I do this with my patients as well. While I do have some transactional patients, most of my patients know that I’m probably going to tell some kind of silly joke, or sometimes even try covering the current song being played with some kind of dental-related theme. One of my favorites is, “If you like the way you look that much, well baby, you should go and FLOSS yourself.” The assistants have heard them all, and yet they still seem to come to work each day. I love to have fun. One of my dental colleagues even told me that a patient that used to come to my office left and went to his office because it seemed like I had too much fun at my office. BEST REVIEW EVER!! He was a little sad that his office was considered “less fun.” Yes, we do have a lot of fun.
My hypothesis is: that the difference between transactional and relationship-based experiences perhaps centers on whether we are looking outward or inward. Don’t get me wrong, this isn’t an introvert/extrovert thing.
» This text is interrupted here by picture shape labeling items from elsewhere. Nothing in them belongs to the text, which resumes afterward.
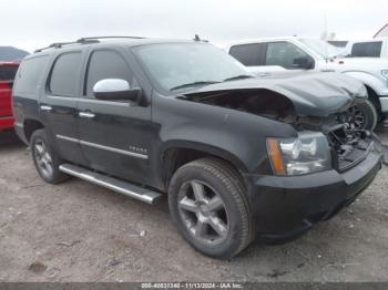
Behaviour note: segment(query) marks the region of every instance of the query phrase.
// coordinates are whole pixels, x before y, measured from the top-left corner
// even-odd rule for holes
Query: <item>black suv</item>
[[[198,40],[88,38],[25,58],[13,108],[45,182],[166,193],[182,236],[226,258],[297,237],[369,185],[381,144],[337,121],[365,100],[335,73],[255,79]]]

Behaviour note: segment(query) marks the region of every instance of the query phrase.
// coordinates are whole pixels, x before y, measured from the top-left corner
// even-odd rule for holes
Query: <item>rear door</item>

Do we seek to look and help others or are we instead focusing on our needs and desires? I absolutely believe in self-care, in taking a break, and in appropriate rest. However, if we regularly tend to focus with a heavier balance on ourselves instead of others, I contend that we become victims to transactional experiences. This prevents us from deepening our emotional roots, and instead leaves us with an inability to have more secure, nourishing growth, that eventually allows blossoms and becomes fruit bearing. These fruits are manifested in looking for ways to help build relationships, empathize with people that are mourning, and being able to connect with others. I hope we all take time to evaluate our experiences and try to reach out for others a little more.